Pendant que les Tories réfléchissent, les travaillistes ramassent les morceaux, et, par formalisme, ont eux aussi appelé les libéraux à une alliance. Toujours Premier ministre sortant, Gordon Brown s’est même dit prêt à engager un référendum immédiat pour un changement de mode de scrutin. Le Labour a limité la casse grâce à la mobilisation de l’électorat d’origine immigrée, qui s’est massivement déplacé en sa faveur. En effet, une des clés de la politique sociale de Tony Blair a été de se fidéliser les leaders des différentes communautés musulmanes, hindoues, sikhs, antillaises, africaines etc. en échange d’un multiculturalisme très large et très tolérant. Tout était permis, de la burqa à la charia, en passant par les processions hindoues et les turbans sikhs, en échange de la paix sociale et du vote travailliste aux élections. Hélas, les émeutes répétées et les sanglants attentats de Londres n’ont pas amené les élites à revenir sur ce « modèle britannique ». On soupçonne d'ailleurs très sérieusement le Labour au cours de ses 13 années de règne d'avoir accéléré l'immigration de masse à des fins idéologiques et surtout électoralistes. Dans de telles conditions, on ne peut pas s’étonner de la progression, très lente, mais réelle, des partis contestataires et populistes.
La veille du scrutin, une vidéo de Bob Bailey, ex-Royal Marines et candidat du British national party, le parti d’extrême-droite, aux prises avec des jeunes de banlieue fit le tour d’Internet. Les médias hurlèrent : « un politicien fasciste frappe de jeunes asiatiques ! » (asian désigne en fait les immigrés pakistanais, qui sont aux Britanniques ce que les Turcs sont aux Allemands et les Maghrébins aux Français), mais pour le BNP, c’était un incident inespéré pour confirmer son diagnostic alarmant d’une société communautaire en faillite. Pris au piège par le scrutin uninominal à un tour, le BNP a certes échoué à gagner son premier siège, le leader du parti Nick Griffin n’arrivant qu’en troisième position dans une circonscription londonienne, ce petit parti est passé de 40 000 voix en 2001 à 600 000 aujourd'hui, soit 3 fois plus de suffrages que le Green Party et les partis unionistes irlandais, pourtant représentés.

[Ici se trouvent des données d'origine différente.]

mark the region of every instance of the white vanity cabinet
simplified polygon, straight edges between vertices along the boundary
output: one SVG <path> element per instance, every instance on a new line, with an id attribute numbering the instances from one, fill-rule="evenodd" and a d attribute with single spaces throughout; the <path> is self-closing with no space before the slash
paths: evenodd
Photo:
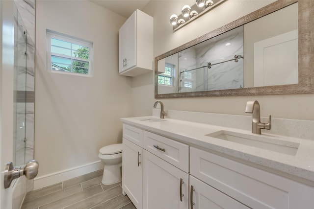
<path id="1" fill-rule="evenodd" d="M 122 189 L 137 209 L 143 205 L 143 131 L 123 124 Z"/>
<path id="2" fill-rule="evenodd" d="M 144 150 L 143 208 L 188 209 L 188 173 Z"/>
<path id="3" fill-rule="evenodd" d="M 191 209 L 249 209 L 192 176 L 190 176 L 190 188 Z"/>
<path id="4" fill-rule="evenodd" d="M 209 192 L 214 188 L 249 208 L 314 207 L 313 187 L 278 175 L 194 147 L 190 148 L 190 165 L 191 175 L 211 186 Z M 193 197 L 193 201 L 195 198 L 199 199 Z"/>
<path id="5" fill-rule="evenodd" d="M 137 209 L 188 209 L 189 146 L 123 124 L 122 189 Z"/>
<path id="6" fill-rule="evenodd" d="M 119 73 L 135 76 L 153 70 L 153 19 L 136 9 L 119 30 Z"/>

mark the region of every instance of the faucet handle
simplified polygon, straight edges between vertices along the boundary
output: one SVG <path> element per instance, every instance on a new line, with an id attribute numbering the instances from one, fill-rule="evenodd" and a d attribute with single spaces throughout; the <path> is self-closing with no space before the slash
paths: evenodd
<path id="1" fill-rule="evenodd" d="M 266 129 L 270 130 L 270 128 L 271 128 L 271 116 L 269 116 L 269 117 L 268 117 L 268 122 L 267 123 L 265 123 L 264 124 L 264 125 L 265 126 L 265 128 Z"/>

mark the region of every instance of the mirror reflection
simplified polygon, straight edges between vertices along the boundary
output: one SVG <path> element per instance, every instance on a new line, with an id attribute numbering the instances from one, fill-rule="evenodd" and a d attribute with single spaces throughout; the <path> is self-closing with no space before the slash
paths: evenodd
<path id="1" fill-rule="evenodd" d="M 157 61 L 158 94 L 298 84 L 298 3 Z"/>

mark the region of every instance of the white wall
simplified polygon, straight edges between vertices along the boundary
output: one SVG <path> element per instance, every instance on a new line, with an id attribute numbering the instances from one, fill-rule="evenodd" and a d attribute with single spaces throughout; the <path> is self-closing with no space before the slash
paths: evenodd
<path id="1" fill-rule="evenodd" d="M 36 0 L 36 6 L 39 179 L 98 161 L 100 148 L 122 142 L 120 118 L 131 116 L 131 80 L 118 72 L 118 30 L 125 18 L 87 0 Z M 94 42 L 92 77 L 46 70 L 46 29 Z"/>
<path id="2" fill-rule="evenodd" d="M 200 37 L 218 27 L 274 1 L 273 0 L 227 0 L 204 15 L 175 32 L 169 22 L 172 14 L 179 14 L 185 3 L 193 0 L 151 1 L 143 11 L 154 17 L 154 57 Z M 151 114 L 154 98 L 154 74 L 133 78 L 133 113 Z M 258 100 L 261 116 L 299 119 L 314 119 L 314 96 L 310 94 L 229 96 L 161 100 L 165 109 L 245 115 L 248 100 Z"/>

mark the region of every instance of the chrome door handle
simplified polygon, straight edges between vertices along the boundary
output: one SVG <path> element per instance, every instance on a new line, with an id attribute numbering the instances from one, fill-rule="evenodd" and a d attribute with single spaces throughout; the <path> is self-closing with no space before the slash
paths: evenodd
<path id="1" fill-rule="evenodd" d="M 25 175 L 27 179 L 33 179 L 38 173 L 38 163 L 35 160 L 28 161 L 23 167 L 13 167 L 12 162 L 8 163 L 4 170 L 4 188 L 9 188 L 14 179 L 22 176 Z"/>
<path id="2" fill-rule="evenodd" d="M 163 148 L 160 148 L 158 146 L 158 145 L 156 145 L 154 144 L 154 147 L 155 148 L 156 148 L 156 149 L 158 149 L 159 150 L 162 151 L 162 152 L 165 152 L 166 151 L 166 150 L 165 149 L 164 149 Z"/>
<path id="3" fill-rule="evenodd" d="M 195 190 L 195 189 L 194 189 L 194 187 L 191 185 L 191 191 L 190 192 L 190 209 L 193 209 L 193 206 L 195 205 L 195 204 L 193 202 L 193 192 Z"/>
<path id="4" fill-rule="evenodd" d="M 141 155 L 139 154 L 139 152 L 137 152 L 137 165 L 139 167 L 139 164 L 141 163 L 141 162 L 139 162 L 139 156 Z"/>
<path id="5" fill-rule="evenodd" d="M 184 182 L 183 181 L 183 179 L 180 178 L 180 201 L 182 202 L 182 197 L 184 196 L 183 194 L 182 194 L 182 185 Z"/>

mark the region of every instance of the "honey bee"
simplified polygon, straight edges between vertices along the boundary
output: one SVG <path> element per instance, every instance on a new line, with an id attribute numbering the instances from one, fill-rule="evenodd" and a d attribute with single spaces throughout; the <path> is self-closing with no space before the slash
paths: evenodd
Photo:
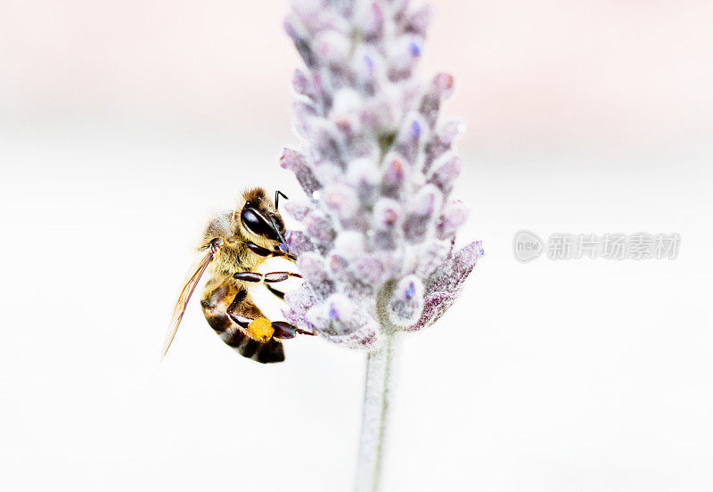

Crée en 1982, le BNP est dirigé depuis 1999 par Nicholas ‘’Nick’’ Griffin. Son prédécesseur John Tyndall était un authentique raciste biologique, persuadé de la supériorité de la race blanche « caucasienne », et violemment antisémite ; sous sa houlette, le BNP groupusculaire était une officine améliorée du National Front, club de skinheads qui faisait la chasse aux immigrés dans les rues de l’Est londonien. Diplômé en droit de Cambridge, Nick Griffin est beaucoup plus mesuré dans ce folklore fascisant, qu’il tente timidement d’abandonner au profit d’un populisme de droite classique : depuis son arrivée à la tête du parti, le BNP ne s’attaque plus aux Juifs, aux Hindous et aux Sikhs, préférant se concentrer sur l’islam. Le titre de l’organe de presse du parti, Identity, est à lui seul un programme ; terminé la lutte de l’homme blanc de Kipling, voici le temps des défenses identitaires. Le BNP surfe sur des thèmes porteurs : l’immigration de masse, le multiculturalisme débridé, la corruption des élites et la radicalisation des communautés musulmanes britanniques. Il s’oppose à l’Union européenne et joue la carte de la guerre culturelle. Une de ses affiches de campagne pour ces élections proclamait : « What would Jesus do ? Vote BNP ! », histoire d’utiliser une référence commune dans un pays culturellement protestant et très inquiet de son avenir. Le chômage structurel, la montée des tensions communautaires et l’explosion de l’insécurité et de la criminalité dans les zones urbaines et ouvrières ont progressivement favorisé le BNP auprès d’une population anciennement de gauche qui ne se reconnaît plus dans les élites. Le 1er mai 2008, le parti fait élire son premier conseiller municipal à la Great London Assembly, et en juin 2009, Nick Griffn et Andrew Brons étaient élus députés européens.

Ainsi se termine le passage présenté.